I’ll have to go over the stats in detail, but I can tell you one thing. A Fireteam of all Elites is a party killer.

thanks. out of curiosity, have you had a fireteam of elites produce a tpk? would love to read how it went first hand.

i have a feeling it won’t be too punishing on my PCs. they are pretty well kitted out–each has powered combat armor and st george’s blades, so i’m thinking between the heat free kinematika reaction and grievous attack, i feel like they’re reasonably prepared for the fight. i also have to conserve heat a little to use the quantronic jump, so i can blow it all on reloads.

welp, 'bout to do this to my PCs in a week. a fireteam of five hollowmen locked and loaded to bear. unless anyone has any last minute suggestions, i’ll report back on whether i score a tpk.

Maybe you use the term “fireteam” differently, but in rules terms a Fireteam consists of up to five Troopers only.
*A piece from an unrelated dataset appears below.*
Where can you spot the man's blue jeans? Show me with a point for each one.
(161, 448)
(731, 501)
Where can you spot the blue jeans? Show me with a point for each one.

You might make a squad out of a single Elite as a Leader and fill it up with additional Troopers.
A Fireteam acts as a single character in combat rounds. That gives relatively weak Troopers a better chance to hit and cause damage, but for the price of the number of actions and the inability to perform Reactions. A Fireteam cannot react, so it will take damage on any hit by a PC. And any excess damage on killing one Trooper propagates to the next Trooper in the Fireteam.

Elites are considered acting independently. They are allowed Reactions, too. So they keep around a bit longer than Troopers.

So I wouldn’t think a Fireteam of Hollow Men to be that much more dangerous than any other Fireteam made up of Troopers.

A handful of independently acting Hollow Men Elites is a very different thing. 5 Troopers in a Fireteam have only one action, 5 Elites have five independent actions and are allowe Reactions.

thanks for the feedback. i am using the fire team consistent with the rules in the core rulebook with the exception that they are made up purely of elites instead of troopers. this is the “boss” level fight at the climax of the squad’s mission, so i wanted to put them in a little more peril than regular fire teams.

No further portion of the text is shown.